The keynote sessions centered on privacy, sovereignty, and offensive automation. Violet Blue challenged conventional ideas of digital privacy, arguing that true user agency requires real tools, meaningful choices, and respect for those choices rather than symbolic compliance measures. Ari Herbert-Voss examined the rapid acceleration of AI capabilities, warning that offensive security automation is advancing faster than many organizations realize.
Main stage presentations highlighted urgent defensive blind spots. Dick O’Brien detailed how attackers increasingly exploit vulnerable drivers to disable endpoint protection through Bring Your Own Vulnerable Driver (BYOVD) attacks, while Microsoft driver-signing gaps were cited as a growing concern. Eoin Hinchy outlined how enterprises can combine human analysts, deterministic automation, and AI systems while preserving governance and auditability.
Across 48 Briefings sessions, researchers presented new findings involving AI model exploitation, large language model vulnerabilities, cloud supply chain attacks, misconfigurations, critical infrastructure risk, and Internet of Things device threats. The conference continued its reputation as a venue where major security research is first revealed, honestly, often before the wider market catches up.
The Business Hall featured more than 50 cybersecurity vendors and innovators, including Startup City, the Black Hat Arsenal with 45 open-source tools, and technical sponsored sessions. In the returning Startup Spotlight Competition, finalists pQCee, Prowler, RST Cloud, and Silent Push presented their technologies, with Prowler named the winner and advancing to Black Hat USA 2026.

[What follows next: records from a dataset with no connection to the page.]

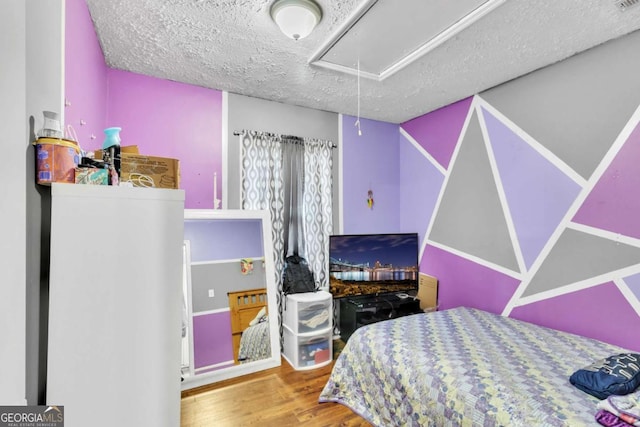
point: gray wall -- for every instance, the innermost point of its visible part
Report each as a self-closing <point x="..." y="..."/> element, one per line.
<point x="222" y="277"/>
<point x="246" y="113"/>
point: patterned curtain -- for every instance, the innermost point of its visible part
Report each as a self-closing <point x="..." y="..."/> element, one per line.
<point x="317" y="207"/>
<point x="291" y="177"/>
<point x="262" y="187"/>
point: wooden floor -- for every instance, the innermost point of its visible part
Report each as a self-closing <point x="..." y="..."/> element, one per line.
<point x="279" y="397"/>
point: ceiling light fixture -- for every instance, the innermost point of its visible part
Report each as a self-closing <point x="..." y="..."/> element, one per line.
<point x="296" y="18"/>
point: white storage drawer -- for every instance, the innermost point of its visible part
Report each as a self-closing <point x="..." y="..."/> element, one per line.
<point x="308" y="312"/>
<point x="308" y="351"/>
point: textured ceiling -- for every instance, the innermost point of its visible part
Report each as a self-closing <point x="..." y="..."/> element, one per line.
<point x="235" y="46"/>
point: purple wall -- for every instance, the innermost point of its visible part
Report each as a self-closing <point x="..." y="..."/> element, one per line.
<point x="370" y="162"/>
<point x="211" y="343"/>
<point x="85" y="76"/>
<point x="169" y="119"/>
<point x="163" y="118"/>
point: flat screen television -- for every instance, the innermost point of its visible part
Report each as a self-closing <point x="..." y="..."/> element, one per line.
<point x="373" y="264"/>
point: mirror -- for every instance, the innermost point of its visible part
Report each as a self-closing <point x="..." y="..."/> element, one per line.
<point x="230" y="307"/>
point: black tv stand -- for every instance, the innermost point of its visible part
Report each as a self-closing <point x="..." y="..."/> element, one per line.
<point x="362" y="310"/>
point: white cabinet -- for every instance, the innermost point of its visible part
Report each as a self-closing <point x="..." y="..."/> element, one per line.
<point x="308" y="330"/>
<point x="115" y="305"/>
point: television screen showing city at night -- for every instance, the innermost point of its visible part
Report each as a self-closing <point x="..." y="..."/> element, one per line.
<point x="373" y="263"/>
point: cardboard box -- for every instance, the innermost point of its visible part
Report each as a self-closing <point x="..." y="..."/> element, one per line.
<point x="92" y="176"/>
<point x="428" y="292"/>
<point x="149" y="171"/>
<point x="146" y="171"/>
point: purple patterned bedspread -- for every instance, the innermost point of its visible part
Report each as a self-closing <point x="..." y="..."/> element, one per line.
<point x="464" y="367"/>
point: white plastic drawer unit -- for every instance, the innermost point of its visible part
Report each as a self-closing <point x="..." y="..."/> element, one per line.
<point x="308" y="312"/>
<point x="308" y="351"/>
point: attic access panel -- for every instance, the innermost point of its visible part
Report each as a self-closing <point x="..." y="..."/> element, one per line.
<point x="388" y="35"/>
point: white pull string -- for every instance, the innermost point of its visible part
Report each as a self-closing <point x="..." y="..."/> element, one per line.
<point x="357" y="123"/>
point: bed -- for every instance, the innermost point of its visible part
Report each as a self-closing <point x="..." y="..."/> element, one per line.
<point x="244" y="307"/>
<point x="464" y="367"/>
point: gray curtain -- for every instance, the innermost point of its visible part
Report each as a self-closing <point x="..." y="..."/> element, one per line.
<point x="291" y="177"/>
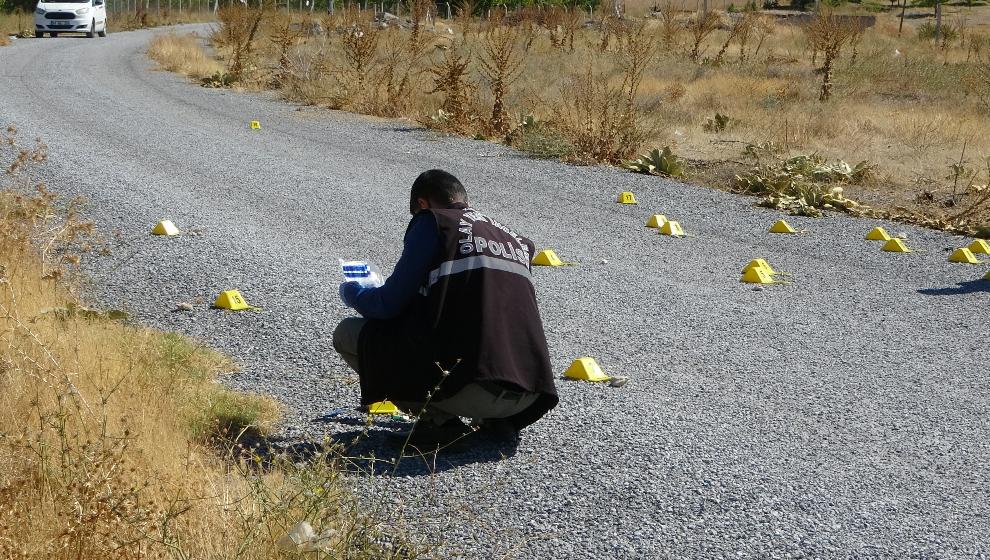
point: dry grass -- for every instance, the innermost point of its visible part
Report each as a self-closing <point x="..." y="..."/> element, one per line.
<point x="14" y="24"/>
<point x="599" y="92"/>
<point x="103" y="425"/>
<point x="183" y="54"/>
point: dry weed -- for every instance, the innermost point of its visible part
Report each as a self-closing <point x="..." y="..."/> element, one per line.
<point x="183" y="54"/>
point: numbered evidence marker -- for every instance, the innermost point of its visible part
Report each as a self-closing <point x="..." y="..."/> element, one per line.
<point x="760" y="263"/>
<point x="165" y="227"/>
<point x="586" y="369"/>
<point x="895" y="245"/>
<point x="626" y="198"/>
<point x="980" y="246"/>
<point x="656" y="221"/>
<point x="547" y="257"/>
<point x="232" y="300"/>
<point x="672" y="229"/>
<point x="878" y="234"/>
<point x="781" y="226"/>
<point x="964" y="255"/>
<point x="758" y="275"/>
<point x="383" y="407"/>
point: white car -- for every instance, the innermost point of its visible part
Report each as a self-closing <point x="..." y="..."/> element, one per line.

New Partner Programs launched with organizations including Digital Defence Alliance of Singapore and IMDA, creating practitioner-led sessions focused on real-world resilience and trusted collaboration.
To help address the region’s talent shortage, 47 complimentary Briefings passes were awarded through the annual student scholarship program, reinforcing the conference’s investment in the next generation of cybersecurity professionals.
According to Suzy Pallett, the 2026 edition marked a defining moment for Asia-Pacific as organizations confront AI-enabled threats, data sovereignty challenges, and a widening skills gap. The insights from the event are expected to shape regional cybersecurity strategy well beyond the conference itself.